Мгновение я дезориентирована и вижу лидеров Отречения на коленях на тротуаре и безвольные лица Бесстрашных с оружием в руках, я вижу свою мать готовую к расстрелу и ее падение на землю. Я кусаю кулак, чтобы не закричать, и боль возвращает меня к настоящему.
Моя мать велела мне быть храброй. Но если бы она знала, что ее смерть заставит меня так бояться, принесла бы она свою жертву также охотно?
Вырвавшись из колонны грузовиков, Маркус поворачивает на Мэдисон-авеню и, когда мы находимся всего в двух кварталах от Мичиган-авеню, где разгораются боевые действия, заводит грузовик в переулок и выключает двигатель.
Фернандо выпрыгивает из кузова и протягивает мне руку.
— Давай, Инсургент, — говорит он, подмигивая мне.
— Что? — говорю я, беру его за руку и выскальзываю из грузовика.
Он открывает сумку, с которой сидел. Она наполнена синей одеждой. Он перебирает ее и бросает Кристине и мне. Я получаю ярко-голубую футболку и синие джинсы.

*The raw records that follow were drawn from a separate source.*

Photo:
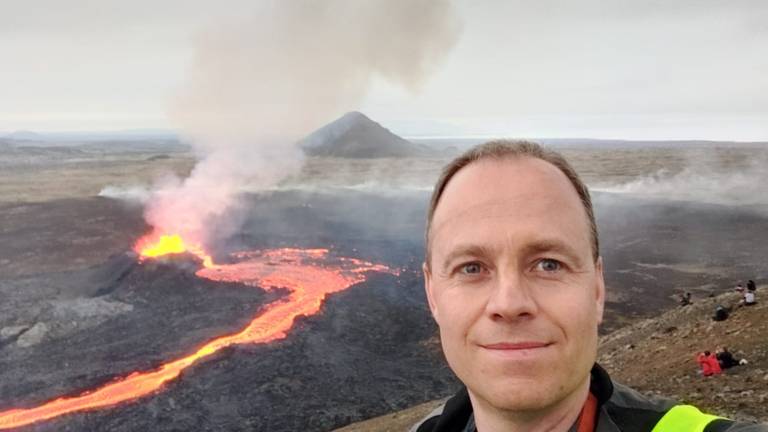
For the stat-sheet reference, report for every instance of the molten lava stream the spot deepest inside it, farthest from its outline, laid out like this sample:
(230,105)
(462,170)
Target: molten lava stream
(295,269)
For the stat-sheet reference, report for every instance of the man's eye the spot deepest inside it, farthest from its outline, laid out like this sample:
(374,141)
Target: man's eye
(549,265)
(471,268)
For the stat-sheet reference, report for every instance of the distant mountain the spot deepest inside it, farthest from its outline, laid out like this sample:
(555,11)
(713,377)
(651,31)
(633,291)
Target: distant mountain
(23,136)
(354,135)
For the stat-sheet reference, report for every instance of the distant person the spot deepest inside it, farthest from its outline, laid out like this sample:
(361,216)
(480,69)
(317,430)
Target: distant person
(514,280)
(751,285)
(725,358)
(721,313)
(749,298)
(685,299)
(708,363)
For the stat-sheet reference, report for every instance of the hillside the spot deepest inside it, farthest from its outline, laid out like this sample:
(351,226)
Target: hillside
(354,135)
(657,356)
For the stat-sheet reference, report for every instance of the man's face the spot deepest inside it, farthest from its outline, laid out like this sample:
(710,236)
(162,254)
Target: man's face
(513,285)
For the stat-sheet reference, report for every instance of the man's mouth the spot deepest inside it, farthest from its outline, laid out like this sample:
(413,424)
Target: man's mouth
(516,346)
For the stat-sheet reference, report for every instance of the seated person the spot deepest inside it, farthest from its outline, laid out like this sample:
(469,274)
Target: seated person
(725,358)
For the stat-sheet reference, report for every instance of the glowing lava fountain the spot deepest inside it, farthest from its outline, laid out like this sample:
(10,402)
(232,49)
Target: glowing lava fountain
(309,274)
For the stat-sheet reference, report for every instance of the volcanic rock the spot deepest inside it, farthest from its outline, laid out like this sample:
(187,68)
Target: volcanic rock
(354,135)
(11,332)
(33,336)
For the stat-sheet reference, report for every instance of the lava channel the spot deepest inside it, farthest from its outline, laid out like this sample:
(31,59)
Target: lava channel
(309,274)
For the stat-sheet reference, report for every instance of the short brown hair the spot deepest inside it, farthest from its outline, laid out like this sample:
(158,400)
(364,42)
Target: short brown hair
(501,149)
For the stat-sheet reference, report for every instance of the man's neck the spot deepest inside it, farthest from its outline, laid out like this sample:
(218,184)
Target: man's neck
(556,418)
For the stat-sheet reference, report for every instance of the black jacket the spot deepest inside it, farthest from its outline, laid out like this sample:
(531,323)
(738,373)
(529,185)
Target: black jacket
(620,409)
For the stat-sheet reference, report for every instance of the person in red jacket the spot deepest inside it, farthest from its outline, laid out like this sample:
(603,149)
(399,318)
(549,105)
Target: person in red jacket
(714,365)
(706,369)
(709,364)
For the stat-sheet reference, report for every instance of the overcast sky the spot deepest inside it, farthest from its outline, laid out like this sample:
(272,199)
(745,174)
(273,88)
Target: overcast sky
(618,69)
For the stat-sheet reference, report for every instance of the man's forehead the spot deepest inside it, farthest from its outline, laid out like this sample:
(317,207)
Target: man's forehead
(505,185)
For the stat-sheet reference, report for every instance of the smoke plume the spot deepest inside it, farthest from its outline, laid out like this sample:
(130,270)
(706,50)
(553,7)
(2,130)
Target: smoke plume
(259,83)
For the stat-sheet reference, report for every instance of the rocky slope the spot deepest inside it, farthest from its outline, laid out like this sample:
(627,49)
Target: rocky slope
(657,356)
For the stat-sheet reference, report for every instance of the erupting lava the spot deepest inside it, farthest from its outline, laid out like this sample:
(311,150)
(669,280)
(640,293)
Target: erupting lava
(157,245)
(309,274)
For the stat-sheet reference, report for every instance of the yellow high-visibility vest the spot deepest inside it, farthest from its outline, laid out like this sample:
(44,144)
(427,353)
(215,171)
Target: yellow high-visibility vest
(684,418)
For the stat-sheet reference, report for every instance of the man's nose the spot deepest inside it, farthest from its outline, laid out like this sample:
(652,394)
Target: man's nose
(512,297)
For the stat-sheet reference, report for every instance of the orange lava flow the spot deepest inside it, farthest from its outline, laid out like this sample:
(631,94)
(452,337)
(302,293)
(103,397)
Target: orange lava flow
(309,274)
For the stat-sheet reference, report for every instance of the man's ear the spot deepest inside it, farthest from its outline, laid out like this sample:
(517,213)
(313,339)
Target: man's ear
(428,287)
(599,289)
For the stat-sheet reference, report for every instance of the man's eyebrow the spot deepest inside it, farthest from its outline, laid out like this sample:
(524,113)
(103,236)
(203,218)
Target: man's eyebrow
(551,245)
(465,250)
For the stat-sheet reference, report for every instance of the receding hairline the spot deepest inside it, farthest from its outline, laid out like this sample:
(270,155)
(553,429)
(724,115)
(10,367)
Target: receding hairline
(510,150)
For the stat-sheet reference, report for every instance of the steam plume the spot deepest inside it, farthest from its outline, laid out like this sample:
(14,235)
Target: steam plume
(260,83)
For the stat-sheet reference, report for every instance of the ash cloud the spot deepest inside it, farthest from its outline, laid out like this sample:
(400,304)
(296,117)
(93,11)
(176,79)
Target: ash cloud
(259,83)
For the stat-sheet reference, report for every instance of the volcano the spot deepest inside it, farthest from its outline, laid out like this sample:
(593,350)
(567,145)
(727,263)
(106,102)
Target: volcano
(188,346)
(354,135)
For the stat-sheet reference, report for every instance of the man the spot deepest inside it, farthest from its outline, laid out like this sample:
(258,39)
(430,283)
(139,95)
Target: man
(514,280)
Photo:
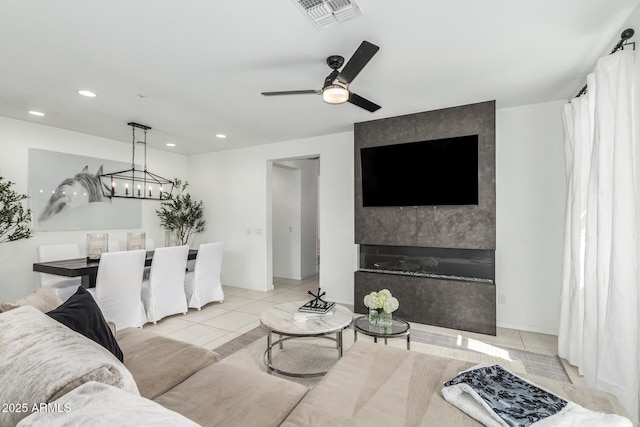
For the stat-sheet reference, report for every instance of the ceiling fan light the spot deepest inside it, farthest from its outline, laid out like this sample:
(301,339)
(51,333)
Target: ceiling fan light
(335,94)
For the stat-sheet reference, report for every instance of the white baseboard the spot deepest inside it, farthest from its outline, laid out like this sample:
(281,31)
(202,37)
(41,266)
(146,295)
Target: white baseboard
(528,328)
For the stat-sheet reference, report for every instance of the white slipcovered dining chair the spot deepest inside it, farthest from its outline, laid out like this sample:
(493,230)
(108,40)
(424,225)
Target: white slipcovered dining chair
(163,294)
(202,285)
(149,244)
(64,287)
(118,288)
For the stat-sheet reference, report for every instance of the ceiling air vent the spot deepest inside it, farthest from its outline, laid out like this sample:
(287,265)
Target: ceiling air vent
(324,13)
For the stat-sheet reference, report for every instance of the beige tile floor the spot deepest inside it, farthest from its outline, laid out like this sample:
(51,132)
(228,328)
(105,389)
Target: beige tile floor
(217,323)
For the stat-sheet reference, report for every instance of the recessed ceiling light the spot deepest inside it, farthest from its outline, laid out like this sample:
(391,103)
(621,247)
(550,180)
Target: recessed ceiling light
(87,93)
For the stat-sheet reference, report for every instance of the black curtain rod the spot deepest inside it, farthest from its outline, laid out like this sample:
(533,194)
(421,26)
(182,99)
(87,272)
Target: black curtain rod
(626,35)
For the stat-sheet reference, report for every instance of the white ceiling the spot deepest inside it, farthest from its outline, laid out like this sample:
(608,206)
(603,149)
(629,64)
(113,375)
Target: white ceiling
(191,69)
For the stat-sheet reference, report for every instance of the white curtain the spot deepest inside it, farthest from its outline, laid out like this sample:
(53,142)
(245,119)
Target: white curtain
(599,326)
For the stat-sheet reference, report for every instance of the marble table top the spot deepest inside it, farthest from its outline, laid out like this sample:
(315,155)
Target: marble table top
(286,318)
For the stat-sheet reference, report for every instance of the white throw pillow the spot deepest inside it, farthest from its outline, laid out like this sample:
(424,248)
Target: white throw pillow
(43,360)
(94,404)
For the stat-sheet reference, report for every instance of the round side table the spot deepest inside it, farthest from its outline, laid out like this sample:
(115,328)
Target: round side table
(399,328)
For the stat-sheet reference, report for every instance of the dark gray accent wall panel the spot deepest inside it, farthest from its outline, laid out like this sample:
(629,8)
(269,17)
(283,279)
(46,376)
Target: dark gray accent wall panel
(467,306)
(471,227)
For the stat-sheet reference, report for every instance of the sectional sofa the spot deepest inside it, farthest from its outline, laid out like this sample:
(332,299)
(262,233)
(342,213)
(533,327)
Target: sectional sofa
(53,375)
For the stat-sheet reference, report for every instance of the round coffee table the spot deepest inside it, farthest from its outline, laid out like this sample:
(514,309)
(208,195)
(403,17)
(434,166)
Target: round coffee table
(286,321)
(399,328)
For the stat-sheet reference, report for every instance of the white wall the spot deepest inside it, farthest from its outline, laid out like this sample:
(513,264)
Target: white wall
(530,186)
(16,137)
(235,188)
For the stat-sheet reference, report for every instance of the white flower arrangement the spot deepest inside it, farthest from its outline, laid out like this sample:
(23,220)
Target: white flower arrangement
(381,301)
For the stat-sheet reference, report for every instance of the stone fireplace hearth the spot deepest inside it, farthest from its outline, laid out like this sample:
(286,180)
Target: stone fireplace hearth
(408,249)
(474,265)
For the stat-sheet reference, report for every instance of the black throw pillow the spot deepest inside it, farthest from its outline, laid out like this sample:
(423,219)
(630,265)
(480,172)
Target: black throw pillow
(81,313)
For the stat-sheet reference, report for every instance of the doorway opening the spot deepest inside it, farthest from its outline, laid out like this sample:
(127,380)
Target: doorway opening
(295,225)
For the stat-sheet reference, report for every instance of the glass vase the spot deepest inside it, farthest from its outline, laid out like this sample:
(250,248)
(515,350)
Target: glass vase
(136,240)
(171,238)
(380,319)
(97,244)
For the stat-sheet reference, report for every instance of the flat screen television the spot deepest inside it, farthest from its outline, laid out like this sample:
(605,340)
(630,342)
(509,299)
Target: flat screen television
(425,173)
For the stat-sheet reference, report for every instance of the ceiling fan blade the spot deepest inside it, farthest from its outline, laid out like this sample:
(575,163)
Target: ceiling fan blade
(292,92)
(363,103)
(360,58)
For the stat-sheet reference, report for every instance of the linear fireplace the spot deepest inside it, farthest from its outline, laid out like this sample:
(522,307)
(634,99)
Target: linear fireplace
(448,287)
(475,265)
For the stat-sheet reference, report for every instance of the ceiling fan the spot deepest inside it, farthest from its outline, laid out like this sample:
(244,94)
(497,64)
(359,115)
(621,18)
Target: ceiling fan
(336,85)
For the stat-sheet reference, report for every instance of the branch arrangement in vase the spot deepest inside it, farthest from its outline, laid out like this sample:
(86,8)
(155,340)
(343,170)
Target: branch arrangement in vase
(180,213)
(14,218)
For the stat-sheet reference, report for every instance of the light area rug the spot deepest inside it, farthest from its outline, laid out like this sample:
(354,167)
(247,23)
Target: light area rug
(304,355)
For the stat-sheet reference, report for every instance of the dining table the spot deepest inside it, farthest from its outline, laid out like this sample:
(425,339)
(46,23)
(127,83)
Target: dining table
(86,268)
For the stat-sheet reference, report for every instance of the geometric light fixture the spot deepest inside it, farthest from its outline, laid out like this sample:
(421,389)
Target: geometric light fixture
(135,183)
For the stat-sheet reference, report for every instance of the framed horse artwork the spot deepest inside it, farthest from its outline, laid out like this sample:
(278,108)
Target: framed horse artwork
(66,194)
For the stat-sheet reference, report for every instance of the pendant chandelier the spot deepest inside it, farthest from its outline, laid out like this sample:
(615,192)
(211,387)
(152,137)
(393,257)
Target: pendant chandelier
(135,183)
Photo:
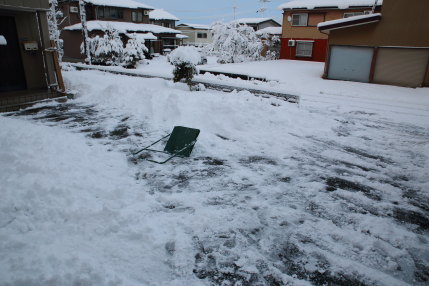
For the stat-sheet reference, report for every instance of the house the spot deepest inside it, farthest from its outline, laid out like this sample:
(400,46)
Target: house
(301,40)
(163,18)
(258,23)
(391,47)
(198,35)
(126,16)
(27,62)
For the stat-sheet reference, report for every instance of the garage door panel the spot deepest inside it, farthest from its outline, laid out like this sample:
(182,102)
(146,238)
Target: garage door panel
(401,66)
(350,63)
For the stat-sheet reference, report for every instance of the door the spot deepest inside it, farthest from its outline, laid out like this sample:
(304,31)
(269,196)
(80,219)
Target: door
(12,75)
(401,66)
(350,63)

— Инсургент, — поясняет он. — Существительное. Это человек, который действует против существующей власти, но не обязательно рассматривается в качестве воюющей стороны.
— Ты всегда даешь всему имя? — спрашивает Кара, проводя рукой по своим тусклым светлым волосам, пытаясь привести их в порядок. — Мы просто делаем это вопреки тому, что происходит, мы выступаем единым фронтом. Нет необходимости давать новое определение.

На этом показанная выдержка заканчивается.